So you've got yourself a promotional picture. Think you own that photo? Fat chance. Just as a writer or graphic designer owns his creative output until he signs over the rights in writing, the photo belongs to the photographer, and you need to pay up every time it's printed. So be sure to ask how much the photographer charges for the negative (i.e., copyright) if you plan to actually have the photo published anywhere.

You Oughta Be in Pictures

If you've been following all the tips in these columns for publicizing yourself and your IP business, someday somebody is going to ask you for a press photo.

It first happened to me three years ago, when a Chamber of Commerce asked me to speak on small business management. Being a beginning (i.e., broke) IP, I ran to the closest copy shop and shelled out 10 bucks for a passport photo. Seeing that photo in the conference schedule next to the other speakers' professional, glossy, airbrushed, and generally expensive photos made me cringe, but hey, I was only 10 dollars in the hole.

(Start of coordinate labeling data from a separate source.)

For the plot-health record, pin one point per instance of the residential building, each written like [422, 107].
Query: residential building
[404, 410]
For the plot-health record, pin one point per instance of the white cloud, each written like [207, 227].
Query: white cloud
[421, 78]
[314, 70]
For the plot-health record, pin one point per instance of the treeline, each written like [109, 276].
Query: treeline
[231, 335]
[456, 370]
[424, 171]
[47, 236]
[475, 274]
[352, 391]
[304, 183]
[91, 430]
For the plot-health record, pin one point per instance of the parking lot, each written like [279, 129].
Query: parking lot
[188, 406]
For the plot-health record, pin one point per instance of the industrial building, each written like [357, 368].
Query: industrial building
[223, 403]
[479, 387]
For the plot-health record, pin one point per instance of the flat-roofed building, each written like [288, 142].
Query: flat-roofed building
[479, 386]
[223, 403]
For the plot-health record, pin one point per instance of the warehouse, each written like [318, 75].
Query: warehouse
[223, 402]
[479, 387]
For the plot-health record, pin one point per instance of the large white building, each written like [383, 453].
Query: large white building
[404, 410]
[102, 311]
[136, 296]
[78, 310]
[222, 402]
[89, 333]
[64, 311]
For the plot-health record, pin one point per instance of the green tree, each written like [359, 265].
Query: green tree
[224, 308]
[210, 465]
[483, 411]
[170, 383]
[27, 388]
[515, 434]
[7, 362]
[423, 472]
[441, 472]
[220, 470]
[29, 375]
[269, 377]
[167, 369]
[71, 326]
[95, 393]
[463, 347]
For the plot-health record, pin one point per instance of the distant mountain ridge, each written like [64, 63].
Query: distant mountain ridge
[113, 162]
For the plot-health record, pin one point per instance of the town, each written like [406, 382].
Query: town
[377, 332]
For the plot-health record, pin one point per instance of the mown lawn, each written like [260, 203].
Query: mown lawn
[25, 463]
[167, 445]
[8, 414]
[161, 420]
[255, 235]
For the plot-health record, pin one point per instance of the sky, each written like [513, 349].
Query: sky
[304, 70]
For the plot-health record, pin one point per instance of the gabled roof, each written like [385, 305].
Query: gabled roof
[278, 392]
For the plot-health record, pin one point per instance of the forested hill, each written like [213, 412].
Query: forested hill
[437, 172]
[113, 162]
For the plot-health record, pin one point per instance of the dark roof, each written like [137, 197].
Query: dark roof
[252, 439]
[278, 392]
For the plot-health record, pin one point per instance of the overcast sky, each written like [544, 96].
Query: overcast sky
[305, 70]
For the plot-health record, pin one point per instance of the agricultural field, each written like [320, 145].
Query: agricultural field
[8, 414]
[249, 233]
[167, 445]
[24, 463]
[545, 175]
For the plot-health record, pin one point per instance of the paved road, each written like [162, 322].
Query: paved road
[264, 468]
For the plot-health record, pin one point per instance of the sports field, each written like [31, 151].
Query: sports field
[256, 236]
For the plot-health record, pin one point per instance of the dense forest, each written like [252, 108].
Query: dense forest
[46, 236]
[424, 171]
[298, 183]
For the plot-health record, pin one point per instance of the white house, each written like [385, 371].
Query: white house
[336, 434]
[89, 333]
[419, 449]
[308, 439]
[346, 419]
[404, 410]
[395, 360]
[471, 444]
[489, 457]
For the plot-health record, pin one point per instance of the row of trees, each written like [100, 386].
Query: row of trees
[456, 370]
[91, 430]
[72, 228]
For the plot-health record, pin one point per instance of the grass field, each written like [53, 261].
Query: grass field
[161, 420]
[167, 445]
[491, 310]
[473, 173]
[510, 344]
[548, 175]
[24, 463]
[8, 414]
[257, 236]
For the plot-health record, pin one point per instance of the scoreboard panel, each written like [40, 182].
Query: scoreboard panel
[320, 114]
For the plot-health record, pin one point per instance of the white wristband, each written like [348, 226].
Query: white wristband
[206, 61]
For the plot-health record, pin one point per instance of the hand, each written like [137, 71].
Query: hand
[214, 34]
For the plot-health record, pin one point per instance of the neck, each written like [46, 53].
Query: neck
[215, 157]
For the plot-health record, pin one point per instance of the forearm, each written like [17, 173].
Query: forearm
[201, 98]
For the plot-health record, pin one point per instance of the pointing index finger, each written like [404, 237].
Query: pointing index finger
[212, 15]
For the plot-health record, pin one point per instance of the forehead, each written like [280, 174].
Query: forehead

Then, last year, a women's weightlifting magazine I was writing for asked for a photo to run in their contributors' section. Not wanting to relive the humiliation of the passport fiasco, I hauled butt over to the mall and into one of those shops that specialize in taking glitzy pictures of regular people. "Oh, yes, we do professional photos all the time," breathed the woman at the counter. So I proffered my face to the makeup wizard, let the photographer direct me into incomprehensible contortions ("Now move your left pinkie just a millimeter to the left. No, the other left!"), and went home to wait for the results.

 
The resulting photos made me look -- how shall I put this? -- like a hooker. A high-class hooker, mind you, the kind who wears suits to get past doormen at fancy hotels, but a hooker nonetheless. (Turns out, the store specialized in tarting up women and sending them home with trashy photos of themselves to revive their husbands' flagging interest.) And I had to bear seeing my Tammy-Faye-like face in the muscle mag alongside photos of blonde, tanned, buffed-up weightlifters.

Recently yet another magazine asked for a photo, and I decided to suck it up and drop some real cash to get a professional press photo, which I should have done years ago. After checking out several photogs' portfolios online, I settled on Kim Case Photography in Boston. I asked Case to recommend a stylist and hired Ann Marie Laurendeau, owner of Anemone Makeup Studio in Winchester, Mass.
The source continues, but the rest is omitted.